Efficient induction of rat large intestinal tumors with a new spectrum of mutations by intermittent administration of 2-amino-1-methyl-6-phenylimidazo[4,5-b]pyridine in combination with a high fat diet.

In the present study we have established novel intermittent protocols featuring a high fat (HF) diet for efficient induction of large intestinal tumors with a relatively small amount of 2-amino-1-methyl-6-phenylimidazo[4,5-b]pyridine (PhIP). In protocol 1, F344 male rats were first fed a diet containing 400 p.p.m. PhIP for 2 weeks, followed by continuous administration of a HF diet without PhIP for 108 weeks. In protocol 2, 2 week PhIP treatments were repeated three times with 4 week intervals on the HF diet alone, followed by continuous feeding of the HF diet for 42 weeks. At termination of the experiments, 16 (3 of 19) and 45% (9 of 20) of the rats had developed a total of three and 13 large intestinal tumors with protocols 1 and 2, respectively. The tumor incidence in protocol 2 was comparable with that observed with continuous feeding of 400 p.p.m. PhIP for 52 weeks, after exposure to only approximately 10% of the amount of carcinogen.
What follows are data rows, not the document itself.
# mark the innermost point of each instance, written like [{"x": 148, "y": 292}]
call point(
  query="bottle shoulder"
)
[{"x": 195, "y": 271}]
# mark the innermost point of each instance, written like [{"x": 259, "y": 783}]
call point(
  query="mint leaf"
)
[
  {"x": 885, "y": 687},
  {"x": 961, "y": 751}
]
Five of nine (55%) tumors harbored mutations in either the beta-catenin or Apc gene, while all demonstrated accumulation of beta-catenin protein in the cytoplasm and nucleus. This suggests that other unknown genetic alterations in the Wnt-Apc-beta-catenin signaling pathway could have been involved in the development of tumors. By further modifying this intermittent protocol with HF diet, one could expect more efficient induction of lesions with much smaller amounts of PhIP in a shorter period. In addition, this model could provide a means to elucidate genetic alterations in large intestinal tumors induced by relatively low levels of carcinogenic insult, mimicking the cases of human colon carcinogenesis induced by exposure to environmental carcinogens.